6. My child’s birthday parties are not Pinterest worthy. At my daughter’s third birthday party I hand drew a banner, made centerpieces and had a dessert table. Nevertheless, she was pissed that day because no one would play soccer with her. This year, my husband and I had a long talk about our birthday philosophy and reminisced about the simplicity of our own childhood birthday parties. We decided that we were going to scale things back and keep things simple for birthdays, hopefully for good. This year, we had pizza and cake and went swimming. No decorations, no swag, not a single balloon. She woke up the day after and said, “That was the best birthday party ever!”

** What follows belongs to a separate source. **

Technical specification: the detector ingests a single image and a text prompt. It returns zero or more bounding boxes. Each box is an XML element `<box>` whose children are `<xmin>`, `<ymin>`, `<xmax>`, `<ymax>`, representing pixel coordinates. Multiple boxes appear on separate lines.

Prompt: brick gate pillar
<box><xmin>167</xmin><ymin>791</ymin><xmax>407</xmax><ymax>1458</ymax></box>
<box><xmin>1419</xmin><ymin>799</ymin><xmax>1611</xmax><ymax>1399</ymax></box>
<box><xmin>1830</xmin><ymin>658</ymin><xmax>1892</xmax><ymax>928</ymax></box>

7. Taking a side in the mommy wars. This is actually something I do very much care about in the sense that I really want it to stop. Working moms, stay at home moms and work from home moms? I’ve been on all sides and they’re all really tough and really thankless. And on all sides you work your ass off and you never feel like you’re doing a good enough job at anything. Breast feeders and bottle feeders? Each mom makes a choice that is right for her family at the time. Please leave the other side alone and feel confident in your choice without the need to preach it all over the place. Women gaining too much weight or too little weight during pregnancy? Body shaming is so damaging, but body shaming when women are pregnant and at their most vulnerable is unforgivable. A woman’s pregnancy weight is between her and her doctor. Women, and mothers in particular, have so much talent, strength and wisdom. How much more powerful would we be as a collective if we stopped tearing each other down and instead chose to support each other and lift each other up? Or at the very least, could we just live and let live?
But, that’s just my two cents. And I’m the mom who doesn’t give a shit.